Importing the necessary libraries for this tutorial:
library(openintro)
library(dplyr)
library(ggplot2)
library(e1071)
Sometimes, we have to deal with data that don´t have a normal shape but a skewed one. By the book, a negative skewness reveals that the mean of the values is less than the median, which means that the data distribution is left-skewed. A positive skewness suggests that the mean of the data values is larger than the median, and the data distribution is right-skewed. For example, let´s consider the histogram of BodyWt and BodyWt variables from the mammals dataset.
ggplot(data = mammals, aes(BodyWt)) + geom_histogram()
ggplot(data = mammals, aes(BrainWt)) + geom_histogram()
The histplot indicates that both variable are right-skewed. We can check using the function skewness from the e1071 library.
skewness(mammals$BodyWt)
## [1] 6.249429
skewness(mammals$BrainWt)
## [1] 4.828829
Here are some hints:
Skewed data have a negative impact on linear regression. For example, if we take the scatter-plot of BodyWt and BrainWt we will see something very odd.

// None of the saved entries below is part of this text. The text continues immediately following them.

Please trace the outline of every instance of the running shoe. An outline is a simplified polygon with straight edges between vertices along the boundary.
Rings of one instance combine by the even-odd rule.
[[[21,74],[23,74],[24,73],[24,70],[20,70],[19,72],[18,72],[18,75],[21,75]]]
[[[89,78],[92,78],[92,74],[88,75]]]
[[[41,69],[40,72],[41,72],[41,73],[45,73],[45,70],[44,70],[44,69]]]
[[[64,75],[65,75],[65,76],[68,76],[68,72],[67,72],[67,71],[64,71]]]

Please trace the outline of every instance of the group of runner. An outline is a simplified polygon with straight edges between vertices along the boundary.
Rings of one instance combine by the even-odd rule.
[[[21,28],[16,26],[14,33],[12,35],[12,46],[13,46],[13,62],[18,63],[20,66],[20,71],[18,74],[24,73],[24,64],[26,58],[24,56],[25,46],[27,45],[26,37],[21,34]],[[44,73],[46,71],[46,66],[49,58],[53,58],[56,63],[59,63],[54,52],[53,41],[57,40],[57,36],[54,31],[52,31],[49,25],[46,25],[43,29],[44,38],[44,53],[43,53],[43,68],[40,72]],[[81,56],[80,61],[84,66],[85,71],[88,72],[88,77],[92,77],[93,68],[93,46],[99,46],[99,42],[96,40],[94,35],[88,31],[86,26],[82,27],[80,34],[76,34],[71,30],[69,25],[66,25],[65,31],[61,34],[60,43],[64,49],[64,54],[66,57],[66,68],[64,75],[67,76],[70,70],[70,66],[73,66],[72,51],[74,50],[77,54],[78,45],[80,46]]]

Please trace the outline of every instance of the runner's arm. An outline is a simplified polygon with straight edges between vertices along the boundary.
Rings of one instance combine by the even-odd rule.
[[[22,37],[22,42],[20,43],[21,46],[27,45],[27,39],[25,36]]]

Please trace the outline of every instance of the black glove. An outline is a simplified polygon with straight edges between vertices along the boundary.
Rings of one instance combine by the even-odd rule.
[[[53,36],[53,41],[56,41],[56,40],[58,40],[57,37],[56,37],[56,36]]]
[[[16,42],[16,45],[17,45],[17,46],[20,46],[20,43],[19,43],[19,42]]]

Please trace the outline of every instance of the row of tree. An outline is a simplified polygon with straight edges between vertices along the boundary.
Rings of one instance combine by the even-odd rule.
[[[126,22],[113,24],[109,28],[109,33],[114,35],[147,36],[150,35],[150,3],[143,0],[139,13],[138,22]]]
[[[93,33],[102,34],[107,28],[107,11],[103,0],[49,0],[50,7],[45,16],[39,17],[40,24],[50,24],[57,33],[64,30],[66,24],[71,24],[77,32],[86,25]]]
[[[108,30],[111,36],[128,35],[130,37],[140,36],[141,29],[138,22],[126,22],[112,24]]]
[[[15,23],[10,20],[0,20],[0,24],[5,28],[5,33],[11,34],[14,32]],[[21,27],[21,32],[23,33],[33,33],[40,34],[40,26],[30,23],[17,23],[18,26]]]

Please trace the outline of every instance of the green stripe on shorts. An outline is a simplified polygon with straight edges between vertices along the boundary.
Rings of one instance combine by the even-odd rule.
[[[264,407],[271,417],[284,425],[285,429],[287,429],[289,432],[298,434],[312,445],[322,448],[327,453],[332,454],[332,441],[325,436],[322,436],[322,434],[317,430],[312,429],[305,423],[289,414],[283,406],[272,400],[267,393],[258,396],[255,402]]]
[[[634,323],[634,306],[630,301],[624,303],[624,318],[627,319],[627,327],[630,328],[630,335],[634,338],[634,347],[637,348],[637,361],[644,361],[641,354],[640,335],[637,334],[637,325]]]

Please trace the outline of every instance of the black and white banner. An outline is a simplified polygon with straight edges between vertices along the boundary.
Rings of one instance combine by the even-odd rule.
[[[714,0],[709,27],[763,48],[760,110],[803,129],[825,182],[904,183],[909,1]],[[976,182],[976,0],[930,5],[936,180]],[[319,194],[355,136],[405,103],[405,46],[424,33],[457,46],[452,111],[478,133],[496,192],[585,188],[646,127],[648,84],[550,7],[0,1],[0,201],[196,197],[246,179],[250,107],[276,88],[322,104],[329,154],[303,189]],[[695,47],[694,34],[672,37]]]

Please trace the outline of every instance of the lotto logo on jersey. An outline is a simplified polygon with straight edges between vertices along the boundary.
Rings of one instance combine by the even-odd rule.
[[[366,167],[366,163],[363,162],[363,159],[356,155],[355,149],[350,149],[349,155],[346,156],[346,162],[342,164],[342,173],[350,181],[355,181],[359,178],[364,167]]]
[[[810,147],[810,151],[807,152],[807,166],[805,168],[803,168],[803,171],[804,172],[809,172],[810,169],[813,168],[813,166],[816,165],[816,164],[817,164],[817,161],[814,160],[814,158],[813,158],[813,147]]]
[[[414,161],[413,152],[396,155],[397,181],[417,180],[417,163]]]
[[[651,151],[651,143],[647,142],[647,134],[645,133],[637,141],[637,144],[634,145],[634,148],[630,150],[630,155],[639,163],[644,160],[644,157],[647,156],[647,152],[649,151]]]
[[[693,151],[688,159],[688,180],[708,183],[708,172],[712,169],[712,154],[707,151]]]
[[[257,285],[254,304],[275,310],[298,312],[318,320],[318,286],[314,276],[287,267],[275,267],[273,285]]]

ggplot(mammals, aes(BodyWt, BrainWt)) + geom_point()
Sometimes there really is no meaningful relationship between the two variables. However, in many situations a simple transformation of one or both of the variables can disclose a clear relationship.
ggplot2 provides the scale_x_log10() and scale_y_log10() functions perform a base-10 log transformation of each axis.
# Scatterplot with scale_x_log10() and scale_y_log10()
ggplot(data = mammals, aes(x = BodyWt, y = BrainWt)) +
geom_point() +
scale_x_log10() + scale_y_log10()
Let’s create a linear regression model to predict BrainWt based on the BodyWt using the raw values from the dataset.
lm.model = lm(BrainWt ~ BodyWt, data = mammals)
Now, let’s take a look into the summary:
summary(lm.model)
##
## Call:
## lm(formula = BrainWt ~ BodyWt, data = mammals)
##
## Residuals:
## Min 1Q Median 3Q Max
## -810.07 -88.52 -79.64 -13.02 2050.33
##
## Coefficients:
## Estimate Std. Error t value Pr(>|t|)
## (Intercept) 91.00440 43.55258 2.09 0.0409 *
## BodyWt 0.96650 0.04766 20.28 <2e-16 ***
## ---
## Signif. codes: 0 '***' 0.001 '**' 0.01 '*' 0.05 '.' 0.1 ' ' 1
##
## Residual standard error: 334.7 on 60 degrees of freedom
## Multiple R-squared: 0.8727, Adjusted R-squared: 0.8705
## F-statistic: 411.2 on 1 and 60 DF, p-value: < 2.2e-16
Notice how the residual standard error is too high: 334.7.
Maybe a log-transformation in the values might help us to improve the model. For that, we will use the log1p function, which, by default, computes the natural logarithm of a given number or set of numbers.
lm_log.model = lm(log1p(BrainWt) ~ log1p(BodyWt), data = mammals)
Now, let’s take a look into the summary:
summary(lm_log.model)
##
## Call:
## lm(formula = log1p(BrainWt) ~ log1p(BodyWt), data = mammals)
##
## Residuals:
## Min 1Q Median 3Q Max
## -1.27379 -0.57842 -0.04617 0.40597 2.05871
##
## Coefficients:
## Estimate Std. Error t value Pr(>|t|)
## (Intercept) 1.40033 0.14208 9.856 3.69e-14 ***
## log1p(BodyWt) 0.89959 0.04578 19.652 < 2e-16 ***
## ---
## Signif. codes: 0 '***' 0.001 '**' 0.01 '*' 0.05 '.' 0.1 ' ' 1
##
## Residual standard error: 0.7927 on 60 degrees of freedom
## Multiple R-squared: 0.8655, Adjusted R-squared: 0.8633
## F-statistic: 386.2 on 1 and 60 DF, p-value: < 2.2e-16
Our error decreased to 0.79. That’s really much better than our previous model.